Robespierre looked haggard and uneasy, a sallow tinge on his fair skin. He pulled up a hard chair uncertainly, and sat facing Camille. “Are you not sleeping?” Camille asked.

“Not very well, these last few nights. I have a nightmare, and when I wake up it is difficult to breathe.” He put his hand tentatively against his rib cage. He dreaded the summer ahead, the suffocating blanket of walls and streets and public buildings. “I wish I had better health. My hours at the moment are trying my strength.”

“Shall we open a bottle of something and drink to the glorious dead?”

“No thanks. I’ve been drinking too much,” he said apologetically. “I have to try to keep off it in the afternoons.”

“I don’t call this afternoon,” Camille said. “Max, what’s going to happen next?”

“The Court will be looking for a new adviser. And the Assembly for a new master. He was their master, and they have a slavish nature—or so Marat would say.” Robespierre brought his chair an inch or two forward. The complicity was total; they had understood Mirabeau, and they alone. “Barnave will loom large now. Though he is hardly a Mirabeau.”

“You hated Mirabeau, Max.”

“No.” He looked up quickly. “I don’t hate. It blurs the judgement.”

“I have no judgement.”

“No. That’s why I try to guide you. You can judge events, but not men. You were too much attached to Mirabeau. It was dangerous for you.”

“Yes. But I liked him.”

“I know. I accept that he was generous to you, he built your confidence. I almost think—he wished to be a father to you.”

Goodness, Camille thought: is that the impression you carried away?
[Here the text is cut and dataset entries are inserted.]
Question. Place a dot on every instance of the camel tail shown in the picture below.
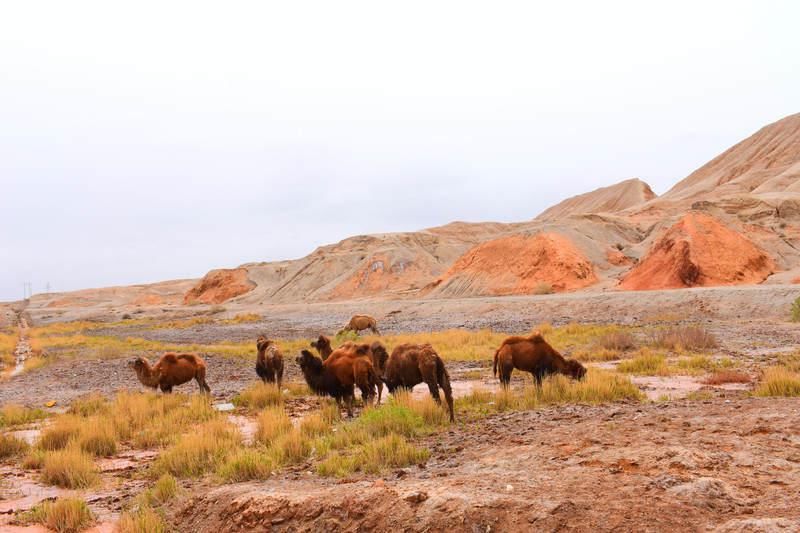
(444, 382)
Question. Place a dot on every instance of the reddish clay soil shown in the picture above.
(219, 286)
(518, 264)
(716, 465)
(699, 251)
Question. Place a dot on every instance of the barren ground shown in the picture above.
(724, 462)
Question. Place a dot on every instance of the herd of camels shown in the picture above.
(337, 372)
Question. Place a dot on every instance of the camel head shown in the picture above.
(308, 362)
(574, 369)
(262, 342)
(138, 364)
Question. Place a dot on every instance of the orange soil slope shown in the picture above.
(699, 251)
(219, 286)
(518, 264)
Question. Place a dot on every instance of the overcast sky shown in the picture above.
(148, 141)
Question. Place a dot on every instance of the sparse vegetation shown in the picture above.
(618, 340)
(70, 468)
(258, 396)
(271, 424)
(64, 515)
(142, 519)
(778, 381)
(646, 364)
(727, 376)
(203, 450)
(683, 338)
(16, 415)
(11, 446)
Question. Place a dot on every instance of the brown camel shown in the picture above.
(340, 374)
(269, 361)
(361, 322)
(533, 354)
(412, 364)
(171, 370)
(377, 354)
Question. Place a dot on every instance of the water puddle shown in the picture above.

I think perhaps my sentiments were not entirely filial. “Fathers can be deceptive creatures,” he said.

Max was silent for a moment. Then he said, “In the future, we must be careful of personal ties. We may have to break free of them—” He stopped, conscious that he had suddenly said what he came to say.

Camille looked at him without speaking. After a moment: “Perhaps you did not come to discuss Mirabeau,” he said. “Perhaps I am quite wrong, but perhaps you have chosen this evening to tell me that you don’t intend to marry Adele.”

“I don’t want to hurt anybody. That’s the reason, really.”

Robespierre avoided his eyes. They sat for a moment in silence. Jeanette came in, smiled at them both and lit the lamps. When she had gone, Camille flung himself to his feet. “You’ll have to do better than that.” He was very angry.

“It’s hard to explain. Have patience for a minute.”

“And I’m to tell her. Is that it?”

“I hoped you would. I honestly don’t know what I would say. You must realize, I feel I hardly know Adele.”

“You knew what you were doing.”

“Don’t yell at me. There was no definite arrangement of any kind, nothing was settled. And I can’t go on with it. The longer it goes on, the worse it gets. There are plenty of people for her to marry, better than me. I don’t even know how the whole thing got started. Am I in a position to marry?”

“Why shouldn’t you?”

“Because—because I work all the time. I work because it’s my duty, so it seems to me. I have no time to devote to a family.”

“But you have to eat, Max, you have to sleep somewhere, you have to have a home. Even you have to take an hour off occasionally. Adele knows what to expect.”

“That’s not the whole point. You see, I might have to make sacrifices for the sake of the Revolution. I’d be very happy to do it, it’s what I—”

“What kind of sacrifices?”

“Suppose it were necessary for me to die?”

“What are you talking about?”

“It would leave her a widow for the second time.”

“Have you been talking to Lucile? She has it all worked out. How there might be an outbreak of bubonic plague. Or one might be run over by a carriage. Or be shot by the Austrians, which I admit is quite likely. All right—one day you’re going to die. But if everybody proceeded on your assumptions, the human race would come to an end, because no one would have children.”